Pensions

Rising inflation

When inflation was creeping up at the start of this year, it was expected to be a transitory phenomenon. However, we now know the expectation is that it will be with us throughout 2022. The Office for Budget Responsibility (OBR) is predicting inflation to peak at 8.7% towards the end of the year and with an average of 7.4% over the 12 months of 2022. The latest inflation figures for February of 6.2% show that we’re not yet even at the peak of the inflation rise.

This will have an impact on benefits. Pensioners may feel wronged as they will see the purchasing power of their annual income being eroded.  Inflation this year will exceed most fixed increases and even those with inflation-linked benefits will often have “caps and collars”. This means that while they’re broadly capturing inflation increases there will be an upper limit, applied annually, to the increase.
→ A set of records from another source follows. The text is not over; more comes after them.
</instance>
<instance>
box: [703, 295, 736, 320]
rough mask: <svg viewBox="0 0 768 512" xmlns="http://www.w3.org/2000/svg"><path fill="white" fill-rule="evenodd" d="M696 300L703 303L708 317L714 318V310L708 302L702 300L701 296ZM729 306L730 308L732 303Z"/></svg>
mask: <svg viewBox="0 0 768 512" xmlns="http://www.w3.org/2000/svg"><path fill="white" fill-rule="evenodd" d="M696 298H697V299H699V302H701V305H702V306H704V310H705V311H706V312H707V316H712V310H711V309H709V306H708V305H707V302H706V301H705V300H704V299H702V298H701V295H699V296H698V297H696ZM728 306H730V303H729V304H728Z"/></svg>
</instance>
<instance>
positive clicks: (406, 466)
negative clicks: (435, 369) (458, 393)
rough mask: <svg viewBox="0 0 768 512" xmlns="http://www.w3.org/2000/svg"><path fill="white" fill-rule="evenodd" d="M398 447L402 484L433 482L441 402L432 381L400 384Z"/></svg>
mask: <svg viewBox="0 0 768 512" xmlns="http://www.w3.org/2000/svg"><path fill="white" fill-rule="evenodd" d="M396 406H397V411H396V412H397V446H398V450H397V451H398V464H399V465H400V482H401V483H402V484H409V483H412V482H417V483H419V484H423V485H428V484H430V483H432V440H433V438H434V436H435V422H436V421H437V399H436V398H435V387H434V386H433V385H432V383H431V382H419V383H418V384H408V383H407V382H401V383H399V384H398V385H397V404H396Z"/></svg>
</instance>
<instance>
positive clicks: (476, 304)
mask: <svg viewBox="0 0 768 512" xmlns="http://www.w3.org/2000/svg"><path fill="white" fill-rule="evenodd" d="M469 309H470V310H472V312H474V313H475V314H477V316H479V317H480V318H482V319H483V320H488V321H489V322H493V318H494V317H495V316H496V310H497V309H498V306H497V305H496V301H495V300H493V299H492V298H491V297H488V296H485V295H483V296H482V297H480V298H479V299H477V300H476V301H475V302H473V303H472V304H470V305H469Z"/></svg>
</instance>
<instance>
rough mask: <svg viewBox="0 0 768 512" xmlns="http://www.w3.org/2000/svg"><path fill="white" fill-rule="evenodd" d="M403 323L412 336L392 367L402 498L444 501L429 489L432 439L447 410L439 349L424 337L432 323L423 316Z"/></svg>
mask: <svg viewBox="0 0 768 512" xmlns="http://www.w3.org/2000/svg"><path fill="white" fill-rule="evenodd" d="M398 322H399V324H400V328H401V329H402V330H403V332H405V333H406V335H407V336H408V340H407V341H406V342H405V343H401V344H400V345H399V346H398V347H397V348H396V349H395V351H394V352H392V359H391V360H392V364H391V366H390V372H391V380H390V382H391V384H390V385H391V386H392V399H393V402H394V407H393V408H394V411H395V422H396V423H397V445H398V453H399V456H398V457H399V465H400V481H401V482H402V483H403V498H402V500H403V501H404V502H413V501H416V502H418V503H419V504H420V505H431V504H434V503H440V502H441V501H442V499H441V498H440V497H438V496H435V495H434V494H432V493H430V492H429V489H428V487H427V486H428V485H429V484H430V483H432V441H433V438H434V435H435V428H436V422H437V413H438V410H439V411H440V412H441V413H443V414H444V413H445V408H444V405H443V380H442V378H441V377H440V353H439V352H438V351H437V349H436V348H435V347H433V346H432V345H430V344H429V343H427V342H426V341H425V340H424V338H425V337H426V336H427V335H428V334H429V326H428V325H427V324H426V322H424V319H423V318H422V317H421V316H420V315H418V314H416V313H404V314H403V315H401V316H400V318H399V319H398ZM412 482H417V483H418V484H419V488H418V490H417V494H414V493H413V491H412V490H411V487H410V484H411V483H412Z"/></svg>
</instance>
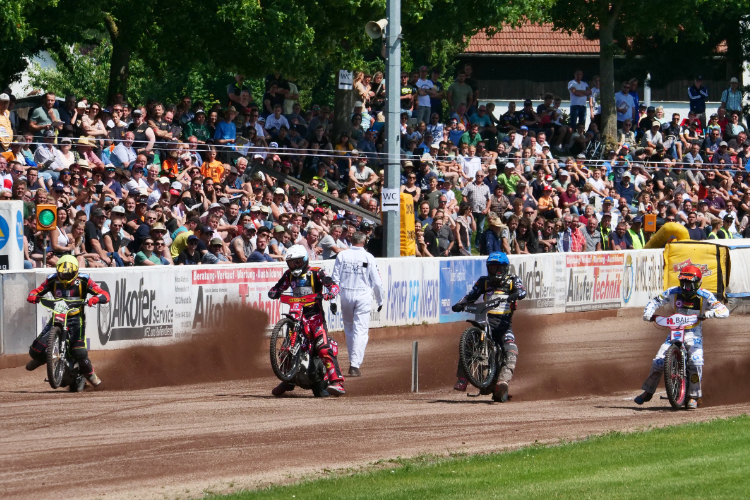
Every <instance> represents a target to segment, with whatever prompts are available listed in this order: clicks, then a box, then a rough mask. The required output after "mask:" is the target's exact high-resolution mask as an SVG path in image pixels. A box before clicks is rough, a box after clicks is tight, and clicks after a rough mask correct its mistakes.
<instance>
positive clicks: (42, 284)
mask: <svg viewBox="0 0 750 500" xmlns="http://www.w3.org/2000/svg"><path fill="white" fill-rule="evenodd" d="M46 293H50V294H51V295H52V296H53V297H55V298H66V299H81V300H83V301H86V297H87V296H92V297H89V299H88V305H89V306H93V305H96V304H106V303H107V302H109V294H108V293H107V292H106V291H105V290H104V289H102V288H101V287H100V286H99V285H98V284H96V282H95V281H94V280H92V279H91V278H89V275H88V274H83V273H79V274H78V277H76V279H74V280H73V281H72V282H71V283H70V284H69V285H65V284H64V283H62V282H61V281H60V280H58V279H57V274H50V275H49V276H47V279H46V280H44V283H42V284H41V285H39V287H37V288H35V289H33V290H32V291H31V293H29V296H28V297H27V298H26V300H27V301H29V302H31V303H32V304H36V303H37V302H39V299H40V298H41V297H42V296H43V295H44V294H46ZM48 330H49V325H47V326H46V327H45V328H44V330H43V331H42V334H41V335H39V337H37V338H36V339H35V340H34V342H33V343H32V344H31V347H30V348H29V355H30V356H31V357H32V358H34V359H36V360H37V361H40V362H43V363H46V362H47V338H48V333H47V331H48ZM67 333H68V335H69V336H70V355H71V356H72V357H73V359H75V360H76V361H78V368H79V370H80V372H81V375H83V376H85V377H87V378H88V376H90V375H91V374H92V373H94V367H93V365H92V364H91V361H89V353H88V351H87V350H86V316H85V314H84V312H83V309H81V312H80V314H72V315H69V316H68V332H67Z"/></svg>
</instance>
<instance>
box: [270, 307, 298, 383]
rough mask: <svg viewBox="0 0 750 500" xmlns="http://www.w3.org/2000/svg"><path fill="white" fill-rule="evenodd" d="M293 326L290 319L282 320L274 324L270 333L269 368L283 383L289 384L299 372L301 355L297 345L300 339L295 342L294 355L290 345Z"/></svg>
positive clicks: (284, 319) (292, 329) (294, 346)
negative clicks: (269, 360) (270, 340)
mask: <svg viewBox="0 0 750 500" xmlns="http://www.w3.org/2000/svg"><path fill="white" fill-rule="evenodd" d="M294 325H295V322H294V321H292V320H291V319H289V318H283V319H281V320H279V322H278V323H276V326H274V327H273V331H272V332H271V368H272V369H273V373H274V374H275V375H276V376H277V377H278V378H279V380H281V381H283V382H291V381H292V379H293V378H294V377H295V376H296V375H297V372H298V371H299V365H300V356H301V354H302V353H301V351H300V349H299V344H298V342H299V340H300V339H299V338H297V340H296V343H295V345H294V348H295V352H294V353H293V351H292V345H291V340H292V339H291V336H292V333H293V331H294Z"/></svg>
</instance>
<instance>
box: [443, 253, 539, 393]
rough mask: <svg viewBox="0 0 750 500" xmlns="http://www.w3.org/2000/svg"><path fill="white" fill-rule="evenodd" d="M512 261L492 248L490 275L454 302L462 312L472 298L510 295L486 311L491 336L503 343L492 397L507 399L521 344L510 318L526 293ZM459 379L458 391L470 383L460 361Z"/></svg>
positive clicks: (491, 296) (497, 362) (506, 255)
mask: <svg viewBox="0 0 750 500" xmlns="http://www.w3.org/2000/svg"><path fill="white" fill-rule="evenodd" d="M509 267H510V261H509V260H508V256H507V255H505V254H504V253H503V252H493V253H491V254H490V256H489V257H488V258H487V276H482V277H481V278H479V279H478V280H477V282H476V283H474V287H473V288H472V289H471V291H470V292H469V293H468V294H467V295H466V296H465V297H464V298H462V299H461V300H459V301H458V302H457V303H456V304H455V305H454V306H453V311H454V312H461V311H463V310H464V307H465V305H466V304H467V303H469V302H474V301H476V300H477V299H478V298H479V297H480V296H483V297H484V299H483V300H484V302H489V301H491V300H493V299H494V298H497V297H498V296H503V295H507V296H508V297H507V300H505V301H503V302H500V303H499V304H498V305H497V307H495V308H494V309H492V310H491V311H489V312H488V313H487V321H488V322H489V324H490V328H491V330H492V339H493V340H494V341H495V343H496V344H497V345H498V346H500V351H499V352H498V353H497V360H496V363H497V364H498V367H497V368H498V369H497V372H496V373H497V374H498V375H497V377H498V381H497V383H496V384H495V386H494V388H492V392H493V394H492V399H493V400H494V401H497V402H501V403H504V402H505V401H507V400H508V383H509V382H510V379H511V378H513V371H514V370H515V369H516V361H517V359H518V346H516V337H515V336H514V335H513V329H512V328H511V320H512V318H513V311H515V310H516V301H518V300H521V299H523V298H524V297H526V289H525V288H524V287H523V283H522V282H521V279H520V278H519V277H518V276H515V275H513V274H509V273H508V270H509ZM457 375H458V381H457V382H456V385H455V386H454V387H453V388H454V389H455V390H457V391H465V390H466V386H467V384H468V380H467V378H466V373H465V372H464V369H463V367H462V366H461V363H460V361H459V364H458V372H457Z"/></svg>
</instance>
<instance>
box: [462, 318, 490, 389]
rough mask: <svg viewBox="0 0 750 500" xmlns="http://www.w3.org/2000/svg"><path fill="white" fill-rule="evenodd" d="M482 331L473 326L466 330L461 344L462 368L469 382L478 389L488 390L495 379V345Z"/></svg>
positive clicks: (476, 327)
mask: <svg viewBox="0 0 750 500" xmlns="http://www.w3.org/2000/svg"><path fill="white" fill-rule="evenodd" d="M482 333H483V332H482V330H481V329H479V328H477V327H475V326H472V327H470V328H467V329H466V330H464V333H463V334H462V335H461V341H460V344H459V357H460V362H461V366H462V367H463V369H464V372H465V373H466V377H467V378H468V379H469V382H471V383H472V385H474V386H475V387H477V388H478V389H486V388H487V387H489V385H490V384H491V383H492V381H493V379H494V378H495V371H496V370H497V363H496V361H495V357H496V354H495V343H494V342H493V341H492V339H491V338H490V337H489V336H488V335H484V339H482Z"/></svg>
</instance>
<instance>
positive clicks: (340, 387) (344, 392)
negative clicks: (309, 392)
mask: <svg viewBox="0 0 750 500" xmlns="http://www.w3.org/2000/svg"><path fill="white" fill-rule="evenodd" d="M326 390H327V391H328V393H329V394H331V395H332V396H343V395H344V394H346V391H345V390H344V384H342V383H341V382H336V383H334V384H331V385H329V386H328V387H326Z"/></svg>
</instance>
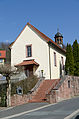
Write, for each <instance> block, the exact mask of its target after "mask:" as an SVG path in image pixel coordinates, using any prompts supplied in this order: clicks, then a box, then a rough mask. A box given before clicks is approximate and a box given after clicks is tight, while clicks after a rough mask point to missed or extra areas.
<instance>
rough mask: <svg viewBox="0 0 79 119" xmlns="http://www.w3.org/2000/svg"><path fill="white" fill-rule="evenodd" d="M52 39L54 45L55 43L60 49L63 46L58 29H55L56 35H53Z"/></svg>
mask: <svg viewBox="0 0 79 119" xmlns="http://www.w3.org/2000/svg"><path fill="white" fill-rule="evenodd" d="M54 38H55V43H57V44H58V45H59V46H61V47H62V45H63V36H62V34H61V33H60V32H59V29H57V33H56V34H55V37H54Z"/></svg>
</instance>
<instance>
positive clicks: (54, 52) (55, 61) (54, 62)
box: [54, 52, 57, 66]
mask: <svg viewBox="0 0 79 119" xmlns="http://www.w3.org/2000/svg"><path fill="white" fill-rule="evenodd" d="M54 66H57V64H56V53H55V52H54Z"/></svg>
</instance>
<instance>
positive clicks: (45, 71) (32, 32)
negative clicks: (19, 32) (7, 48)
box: [11, 26, 49, 79]
mask: <svg viewBox="0 0 79 119" xmlns="http://www.w3.org/2000/svg"><path fill="white" fill-rule="evenodd" d="M30 44H32V57H31V58H26V45H30ZM27 59H35V61H36V62H37V63H38V64H39V67H38V69H37V71H36V74H38V76H39V75H40V73H41V70H44V76H45V77H46V78H47V79H49V49H48V44H47V43H46V41H44V39H42V40H41V37H39V36H38V35H37V34H36V33H35V32H34V31H33V30H31V29H30V28H29V27H28V26H26V28H25V29H24V31H23V32H22V33H21V35H20V36H19V37H18V39H17V40H16V42H15V43H14V44H13V46H12V48H11V66H14V65H16V64H18V63H21V62H22V61H23V60H27Z"/></svg>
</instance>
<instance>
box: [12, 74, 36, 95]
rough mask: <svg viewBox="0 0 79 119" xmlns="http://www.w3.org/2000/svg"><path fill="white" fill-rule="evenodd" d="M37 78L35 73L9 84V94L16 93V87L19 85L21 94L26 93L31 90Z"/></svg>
mask: <svg viewBox="0 0 79 119" xmlns="http://www.w3.org/2000/svg"><path fill="white" fill-rule="evenodd" d="M37 81H38V78H37V76H35V75H32V76H30V77H28V78H26V79H24V80H22V81H19V82H17V83H12V84H11V95H13V94H16V89H17V87H19V86H20V87H21V88H22V89H23V94H27V93H28V91H29V90H31V89H32V88H33V87H34V86H35V84H36V83H37Z"/></svg>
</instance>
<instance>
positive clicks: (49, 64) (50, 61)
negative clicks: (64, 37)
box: [48, 43, 51, 80]
mask: <svg viewBox="0 0 79 119" xmlns="http://www.w3.org/2000/svg"><path fill="white" fill-rule="evenodd" d="M48 46H49V73H50V80H51V58H50V44H49V43H48Z"/></svg>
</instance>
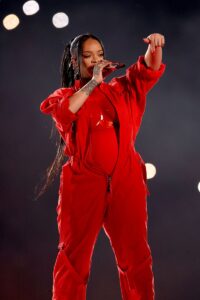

For instance, the following are common limits:

  • GMP earned after 6 April 1988 – inflation capped at 3%
  • Other pre-1997 benefits – fixed (often nil increasing, or perhaps 3%)
  • Benefits in a contracted-out scheme from 1997– inflation capped at 5% (some benefits earned after 2010 may even be capped at 2.5%, subject to scheme rules)

Some Trustees may want to consider using discretionary increases to assist their members, although this likely places a further strain on scheme finances.  Schemes who have previously used this approach to provide some increases on pre-1997 benefits may need to consider the appropriate balance between pre and post 97 benefits and whether they should be widening their scope.  Ultimately, decisions will be influenced by the funding position of the scheme and the power in the Rules.

For members with deferred benefits, the revaluation is not capped in the same way and so they are likely to see the increases in their revalued benefits. Those deferred members considering early retirement may need to pause for thought though as they are likely to be surrendering a currently higher rate of revaluation for lower annual increases in payment.

Schemes that experience a high number of early retirements may wish to consider the early retirement factors currently in force and make sure they are reflecting the benefits being given up, particularly for those retiring just a year or two early. Trustees could also consider the information they provide to members. It is always difficult to provide clear unambiguous guidance to members, but it may be worth considering a communication to inform them of the potential rate of revaluation later this year compared to the inflation link in payment.